“Docmosis is backed by humans who want to help.”
Shipvine, Inc. | United States
Nicholas Piasecki, Vice President
05 March 2026
https://www.shipvine.com
We’re a Virginia-based third-party logistics (3PL) provider of e-commerce fulfillment services (picking, packing, and shipping online orders) for dozens of independent businesses.
Putting things in boxes and shipping them to the right place is, on the surface, a simple task. But doing it correctly thousands of times per day is hard – even before you add in the complexity of exchanging data electronically and complying with various trading partners’ similar-but-different routing guides and policies.
In addition to bills of lading continuing to be traditionally paper-based in the United States, as drop shipping programs from major department stores started taking off in the last decade, Shipvine has had to add support for various packing slips, each with a different layout, logos, and barcodes, to its warehouse management system.
Any company that has been in business for a sufficiently long time has probably found themselves in the same situation as we did: PDF document generation for a few business scenarios handled by an outdated, legacy component from another era that crashes a lot, isolated away like a rabid raccoon on some virtual machines with aggressive retry policies.
It works, but it’s a pain to update, and no one wants to touch it with every new support ticket asking for a new template setup being met with a collective groan.
Upon receiving a routing instruction document from a major retailer, one of our employees right-clicked into the PDF’s document properties and noticed it was made by something called Docmosis, which we’d never heard of.

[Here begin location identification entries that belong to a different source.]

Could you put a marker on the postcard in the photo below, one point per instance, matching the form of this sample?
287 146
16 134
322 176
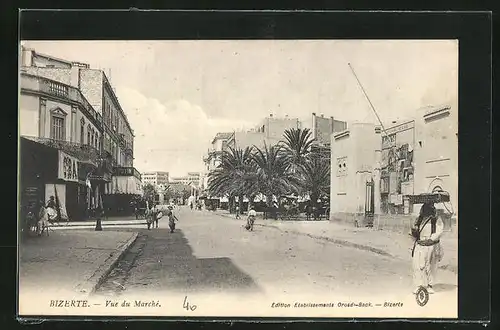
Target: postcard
238 178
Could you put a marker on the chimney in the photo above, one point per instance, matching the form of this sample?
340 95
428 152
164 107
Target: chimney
26 56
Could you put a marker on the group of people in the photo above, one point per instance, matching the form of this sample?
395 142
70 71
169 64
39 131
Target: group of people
155 213
44 213
427 251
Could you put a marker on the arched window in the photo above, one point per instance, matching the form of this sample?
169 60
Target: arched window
82 131
58 124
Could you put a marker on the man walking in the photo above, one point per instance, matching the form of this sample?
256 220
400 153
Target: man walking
427 251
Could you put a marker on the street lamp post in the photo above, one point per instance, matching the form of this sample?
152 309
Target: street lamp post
98 211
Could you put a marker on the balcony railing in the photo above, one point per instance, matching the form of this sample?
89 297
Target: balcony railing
83 152
126 171
48 86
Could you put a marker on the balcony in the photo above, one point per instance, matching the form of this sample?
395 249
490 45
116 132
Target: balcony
126 171
50 87
82 152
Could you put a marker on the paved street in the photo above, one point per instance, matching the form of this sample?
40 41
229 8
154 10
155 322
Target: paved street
210 253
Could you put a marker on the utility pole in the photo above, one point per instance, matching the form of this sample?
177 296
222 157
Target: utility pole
366 95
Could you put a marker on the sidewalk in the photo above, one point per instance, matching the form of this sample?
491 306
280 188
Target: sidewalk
69 261
387 243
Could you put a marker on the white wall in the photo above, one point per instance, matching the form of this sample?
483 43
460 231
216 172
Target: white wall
29 107
356 148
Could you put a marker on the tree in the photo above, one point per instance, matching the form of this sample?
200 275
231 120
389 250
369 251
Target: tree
297 144
235 176
273 177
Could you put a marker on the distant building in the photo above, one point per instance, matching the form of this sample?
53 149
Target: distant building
192 179
155 178
380 171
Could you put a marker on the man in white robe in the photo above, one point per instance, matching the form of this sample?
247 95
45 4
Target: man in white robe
427 251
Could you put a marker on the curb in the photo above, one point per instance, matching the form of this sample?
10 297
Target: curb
335 241
447 267
103 225
92 283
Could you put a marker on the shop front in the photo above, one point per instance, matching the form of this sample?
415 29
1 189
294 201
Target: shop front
38 165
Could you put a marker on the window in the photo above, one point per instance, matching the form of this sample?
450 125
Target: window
58 124
82 131
57 128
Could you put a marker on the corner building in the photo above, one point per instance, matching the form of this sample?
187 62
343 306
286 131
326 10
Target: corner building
115 141
376 173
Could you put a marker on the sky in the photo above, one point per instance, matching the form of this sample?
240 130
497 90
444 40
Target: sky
178 94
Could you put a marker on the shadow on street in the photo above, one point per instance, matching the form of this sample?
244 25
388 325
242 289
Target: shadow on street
160 260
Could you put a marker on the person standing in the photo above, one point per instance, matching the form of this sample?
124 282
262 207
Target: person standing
237 212
427 251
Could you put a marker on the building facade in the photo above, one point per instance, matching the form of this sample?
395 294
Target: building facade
378 171
59 117
156 178
114 139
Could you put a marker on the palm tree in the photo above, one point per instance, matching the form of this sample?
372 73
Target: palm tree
234 176
273 177
298 144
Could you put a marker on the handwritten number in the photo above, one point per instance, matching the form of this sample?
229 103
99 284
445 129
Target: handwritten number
187 306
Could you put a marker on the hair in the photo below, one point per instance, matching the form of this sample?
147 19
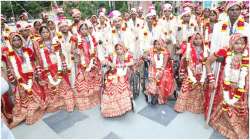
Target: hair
155 41
119 44
84 24
43 27
36 22
50 21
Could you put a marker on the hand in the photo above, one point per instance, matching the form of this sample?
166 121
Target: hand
212 86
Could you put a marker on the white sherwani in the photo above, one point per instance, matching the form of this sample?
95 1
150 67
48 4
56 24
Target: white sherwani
136 28
147 37
220 39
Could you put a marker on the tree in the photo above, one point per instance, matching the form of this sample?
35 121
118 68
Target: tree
34 8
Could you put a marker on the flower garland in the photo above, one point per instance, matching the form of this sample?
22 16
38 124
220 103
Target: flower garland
92 53
240 25
121 68
159 62
190 73
66 44
239 76
13 60
44 53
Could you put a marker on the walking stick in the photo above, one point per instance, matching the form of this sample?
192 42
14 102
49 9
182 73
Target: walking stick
211 102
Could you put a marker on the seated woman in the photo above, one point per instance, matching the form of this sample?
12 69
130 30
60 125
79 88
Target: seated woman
88 78
161 83
193 70
53 75
117 96
28 98
230 114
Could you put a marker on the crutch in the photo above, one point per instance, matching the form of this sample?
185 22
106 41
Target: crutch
211 102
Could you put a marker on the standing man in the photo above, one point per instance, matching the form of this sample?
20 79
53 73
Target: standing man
76 15
233 24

We took a look and recognized the simple genius instantly. Instead of mapping out a template with rulers and trial and error with an old COM object, employees could be empowered to simply use visual tools like Microsoft Word that they are already familiar with.
The process of adding a new template went from a highly technical three-hour process to 20 minutes of pointing and clicking.

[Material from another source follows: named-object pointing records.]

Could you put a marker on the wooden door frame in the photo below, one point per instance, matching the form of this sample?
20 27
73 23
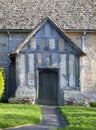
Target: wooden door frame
50 69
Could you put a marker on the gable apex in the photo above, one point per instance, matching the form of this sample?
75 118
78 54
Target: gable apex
38 27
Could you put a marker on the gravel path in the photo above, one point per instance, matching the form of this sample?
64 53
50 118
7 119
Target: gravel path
51 118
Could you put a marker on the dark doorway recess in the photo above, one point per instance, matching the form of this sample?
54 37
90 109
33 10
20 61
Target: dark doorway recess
48 87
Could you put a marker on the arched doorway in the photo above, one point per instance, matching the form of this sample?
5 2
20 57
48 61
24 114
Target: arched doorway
48 87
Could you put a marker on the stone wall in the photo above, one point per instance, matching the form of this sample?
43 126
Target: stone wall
26 14
87 63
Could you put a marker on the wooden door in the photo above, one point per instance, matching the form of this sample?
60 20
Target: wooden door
48 87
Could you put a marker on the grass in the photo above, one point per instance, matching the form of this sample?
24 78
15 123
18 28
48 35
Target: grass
12 115
93 104
79 118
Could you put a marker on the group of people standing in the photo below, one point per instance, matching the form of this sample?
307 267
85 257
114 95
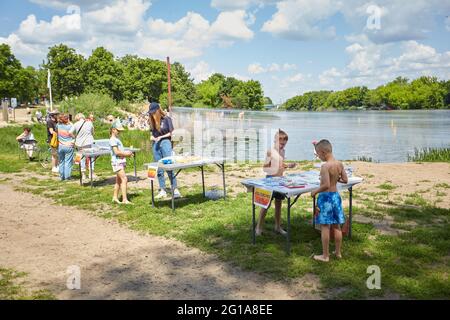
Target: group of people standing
71 136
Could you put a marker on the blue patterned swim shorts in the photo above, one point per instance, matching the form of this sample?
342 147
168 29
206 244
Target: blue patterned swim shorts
330 205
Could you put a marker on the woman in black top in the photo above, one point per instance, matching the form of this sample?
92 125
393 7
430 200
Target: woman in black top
161 127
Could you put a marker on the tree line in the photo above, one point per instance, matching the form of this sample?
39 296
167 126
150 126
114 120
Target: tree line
129 78
422 93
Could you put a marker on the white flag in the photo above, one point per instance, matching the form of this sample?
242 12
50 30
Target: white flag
49 84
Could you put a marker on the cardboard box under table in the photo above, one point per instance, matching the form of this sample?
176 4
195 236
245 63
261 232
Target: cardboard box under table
291 187
101 148
178 166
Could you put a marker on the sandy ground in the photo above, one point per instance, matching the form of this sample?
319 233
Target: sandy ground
44 239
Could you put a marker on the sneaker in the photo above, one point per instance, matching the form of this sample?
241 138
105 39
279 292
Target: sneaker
176 194
161 194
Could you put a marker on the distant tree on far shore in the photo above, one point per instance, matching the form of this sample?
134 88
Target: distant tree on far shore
421 93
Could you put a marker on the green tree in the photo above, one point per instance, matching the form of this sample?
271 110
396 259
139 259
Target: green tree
66 67
208 93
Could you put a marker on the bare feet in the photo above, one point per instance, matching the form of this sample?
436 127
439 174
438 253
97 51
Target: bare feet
321 258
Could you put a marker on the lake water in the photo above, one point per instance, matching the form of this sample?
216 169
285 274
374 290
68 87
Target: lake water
385 136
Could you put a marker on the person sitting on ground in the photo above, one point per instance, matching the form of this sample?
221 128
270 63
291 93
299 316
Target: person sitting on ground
39 116
27 141
119 162
66 141
329 212
161 128
274 166
110 119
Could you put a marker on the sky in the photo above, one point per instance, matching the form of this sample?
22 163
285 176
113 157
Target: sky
290 46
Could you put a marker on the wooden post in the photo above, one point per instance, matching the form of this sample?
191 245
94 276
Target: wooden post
169 86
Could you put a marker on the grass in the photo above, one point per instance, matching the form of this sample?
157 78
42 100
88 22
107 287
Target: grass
12 289
430 155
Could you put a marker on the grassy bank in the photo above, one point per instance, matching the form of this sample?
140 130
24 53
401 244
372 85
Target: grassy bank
414 263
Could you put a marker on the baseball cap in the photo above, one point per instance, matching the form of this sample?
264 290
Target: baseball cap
152 108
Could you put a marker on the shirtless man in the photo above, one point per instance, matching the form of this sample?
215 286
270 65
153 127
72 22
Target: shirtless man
329 211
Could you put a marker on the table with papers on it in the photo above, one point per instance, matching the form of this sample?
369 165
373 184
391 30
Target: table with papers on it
101 148
177 163
291 187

We are frankly irritated that we didn’t think of the idea years ago, and briefly entertained doing it ourselves – adding some kind of template editor to our system. But building software is often actually the easiest part. Building a professional company that keeps running it, updating it, and supporting it through all the weird edge cases is what is hard, and the Docmosis product is reasonably priced.
As an example, while evaluating Docmosis we ran into a problem with one of our templates that didn’t make any sense to us. Docmosis Support replied quickly and explained the subtlety, which is ultimately what sold us on the product.
Any small business owner is familiar with the corporate world’s newfound complete abdication of responsibility for customer support – often greeted with friendly-but-unhelpful text from frontline support, useless forums filled with confused users, or condescending notices from a do-not-reply email address.
That Docmosis is backed by humans who want to help and care about their product fits the Shipvine ethos exactly, and we are thankful to have discovered the product and begin work toward retiring the legacy component – enabling our frontline workers to make quick changes to templates and lightening the load on our development team.